Ambos incluíram um raro debate contemporâneo sobre o Artigo 3 da então recentemente aprovada 14ª Emenda à Constituição.
Esta disposição foi feita para evitar que ex-funcionários do governo que ingressaram na Confederação ocupassem cargos após a Guerra Civil. Afirma que aqueles que anteriormente prestaram juramento de apoio à Constituição e depois “se envolveram em rebelião ou insurreição” não são mais elegíveis para servir novamente.
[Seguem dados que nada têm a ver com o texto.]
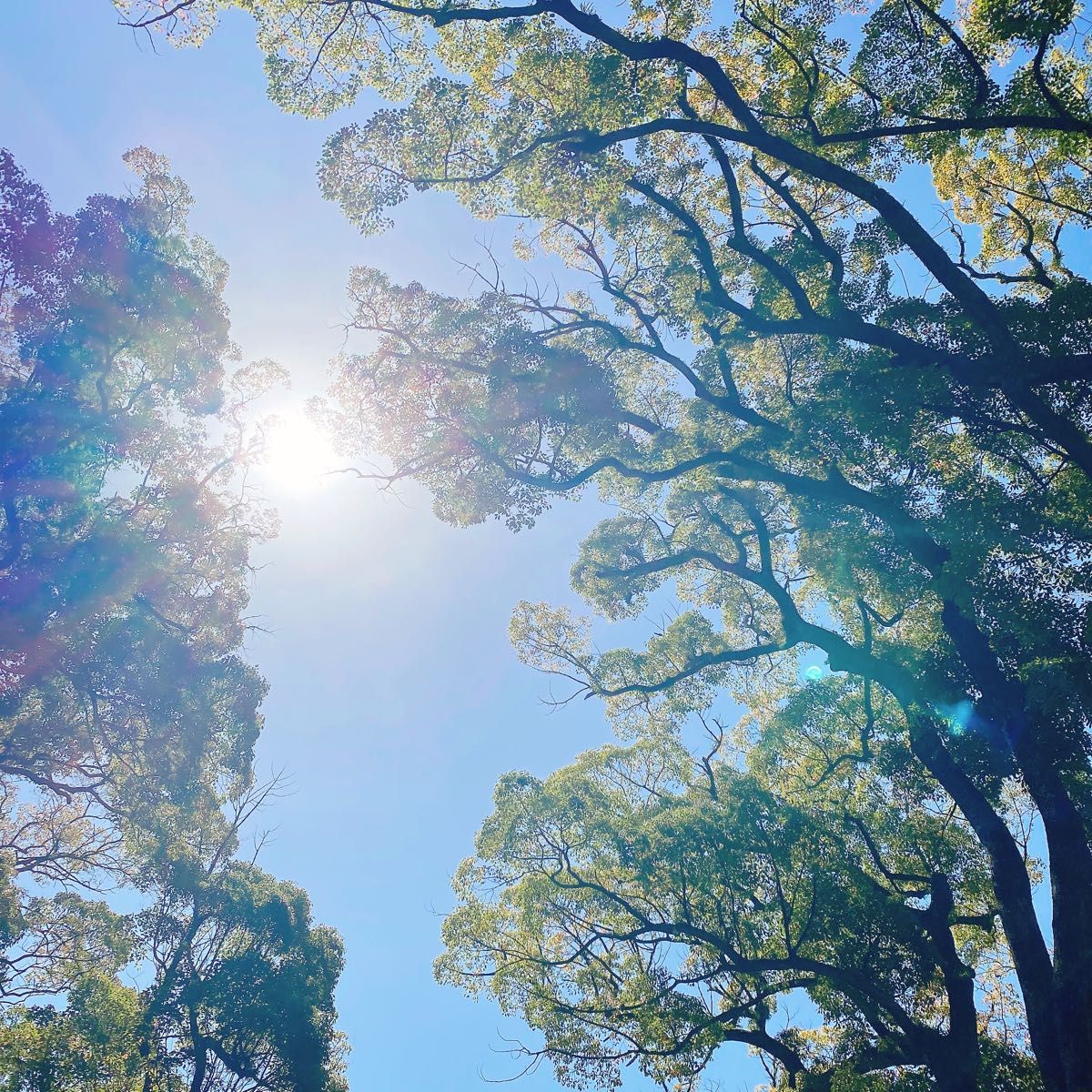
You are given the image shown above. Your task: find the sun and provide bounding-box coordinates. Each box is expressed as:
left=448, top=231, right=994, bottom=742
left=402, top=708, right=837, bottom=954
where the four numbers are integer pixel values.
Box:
left=262, top=409, right=338, bottom=492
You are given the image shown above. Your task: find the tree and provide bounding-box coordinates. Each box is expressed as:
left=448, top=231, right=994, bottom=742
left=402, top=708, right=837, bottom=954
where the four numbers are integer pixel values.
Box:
left=0, top=148, right=343, bottom=1092
left=121, top=0, right=1092, bottom=1092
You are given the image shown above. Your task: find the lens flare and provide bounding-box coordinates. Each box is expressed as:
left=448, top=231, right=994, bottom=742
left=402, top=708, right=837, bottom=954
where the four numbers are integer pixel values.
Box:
left=263, top=410, right=337, bottom=492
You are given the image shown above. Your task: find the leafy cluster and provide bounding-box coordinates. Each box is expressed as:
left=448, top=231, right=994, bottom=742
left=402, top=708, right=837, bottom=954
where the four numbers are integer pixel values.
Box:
left=0, top=148, right=343, bottom=1092
left=121, top=0, right=1092, bottom=1092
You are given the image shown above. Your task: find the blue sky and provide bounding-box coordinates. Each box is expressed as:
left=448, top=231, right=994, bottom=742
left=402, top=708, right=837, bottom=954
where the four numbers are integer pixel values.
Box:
left=0, top=0, right=761, bottom=1092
As decisões de Chase assumem nova relevância à medida que a Suprema Corte ouve a petição de Trump para impedi-lo de participar das primárias republicanas no Colorado. Ele está tentando anular uma decisão da Suprema Corte do Colorado que o considerou inelegível nos termos do Artigo 3 por seu papel na tentativa de alterar os resultados das eleições presidenciais de 2020 em uma série de eventos que levaram ao ataque em 6 de janeiro de 2021. Capital.
“Não conheço nenhum caso ou justiça no passado que tenha sido o tema principal ou talismã do tribunal”, disse Vikram Amar, professor da Faculdade de Direito Davis da Universidade da Califórnia, que apresentou uma petição citando As decisões de Chase.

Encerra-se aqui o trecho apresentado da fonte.